Zengin bitki çeşitliliği

Kahramanmaraş’ta 2 bin 500 çeşit çiçekli bitki bulunuyor. Yaklaşık 500 tanesi Türkiye’ye özgü, endemik. Bunların 25’i adlarını bu ilden alıyor. İlginç olan iklimin özelliği; ne tam Akdeniz, ne tam Güneydoğu, ikisinin sentezi âdeta. Bu nedenle çay dışında neredeyse bütün bitkiler yetiştirilebiliyor.

Türkiye’nin 3. büyük su havzası olan Kahramanmaraş’ta yıllık 120 ton balık üretimi yapılıyor.

2 bin 259 metrelik Uludaz Tepesi, sürü halinde görülen uğur böcekleri ile doğa turizmi açısından önemli bir nokta. Başkan Balcıoğlu’nun gösterdiği fotoğraflarda halk arasında “gelin böceği” veya “uç uç böceği” olarak bilinen “yedi noktalı uğur böceğinin binlercesi bir aradaydı. Uğur böcekleri ile harika görüntüler veren tepede bir şenlik planlanıyor.

Kentin kısa tarihi

Direkli Mağarası’nda bulunan, halen sergilenmekte olan M.Ö. 13.600 yılına tarihli “ana tanrıça” figürini kentin tarihi hakkında bir fikir veriyor. Afşin ilçesindeki Ashab-ı Kehf Külliyesi ve Kutsal Mağara, Yedi Uyurlar efsanesinin merkezi olan tarihi ve kültürel bir ziyaret alanı. Üç günlük yoğun program bile şehrin değerlerini görmeye yetmediğinden gidemediğimiz yerler hakkındaki bilgileri Dilek Aytemiz anlatıyor.

Kahramanmaraş, tarihî süreç içerisinde Hititler, Asurlar, Makedonyalılar, Romalılar, Bizanslılar, Araplar, Selçuklular, Dulkadiroğulları ve Osmanlı idaresinde kalıyor. 1919 yılında Sütçü İmam’ın attığı ilk kurşun, “Maraş bize mezar olmadan düşmana gülzar olmaz” parolasıyla kurtuluş mücadelesinin de başlangıcı oluyor. Bu başarısından dolayı şehre, “Kahraman” unvanı veriliyor.

Edebiyatçılar şehri

Ben, edebiyatçılarıyla da tanıyorum Kahramanmaraş’ı; Necip Fazıl Kısakürek, Abdürrahim Karakoç, Mahsuni Şerif, Rasim Özdenören, Nuri Pakdil, Bejan Matur bu isimler arasında. Şair Cahit Zarifoğlu lise yıllarında Kahramanmaraş’ta okuyor. Edebiyatçılarıyla övünen kent, UNESCO‘ya Türkiye’den edebiyat alanında müracaat eden ilk ve tek şehir.

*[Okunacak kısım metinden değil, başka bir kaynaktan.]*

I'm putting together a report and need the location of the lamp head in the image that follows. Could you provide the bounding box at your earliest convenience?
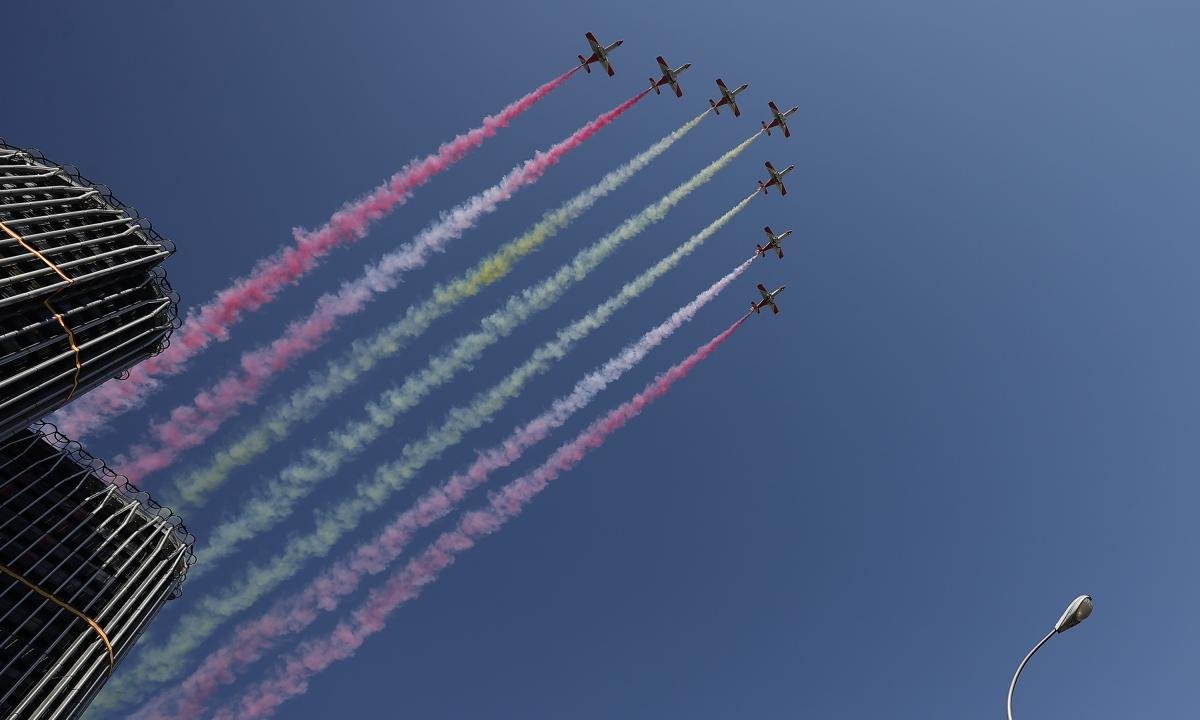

Kahramanmaraş’ta kaldığımız üç gün boyunca doğal güzellikleri ve gastronomik lezzetleri, dört mevsim eşliğinde yaşadık. İlk gün şehirdeki yaz havası, ikinci gün bahar yağmurlarına, çıktığımız Yedikuyular Kayak Merkezi’nde yağan karlar ve bembeyaz dünya ise bizi kış aylarına taşıdı. İstanbul’a bir kez daha heybemde harika anılarla dönerken aklımda Cahit Zarifoğlu’nun İşaret Çocukları’ndan dizeler vardı:

“Çarşılar ellerinde ekmek iğneleri/Cami avlularına açılan/Havuz sularına kapılan çocuklar/Görmeden güneşin bütün renklerini/Götürmezlerdi dükkândaki babalarına/Ocaktan akan kaynar yemekleri/Nenelerinin koyduğu avuç taslarına.”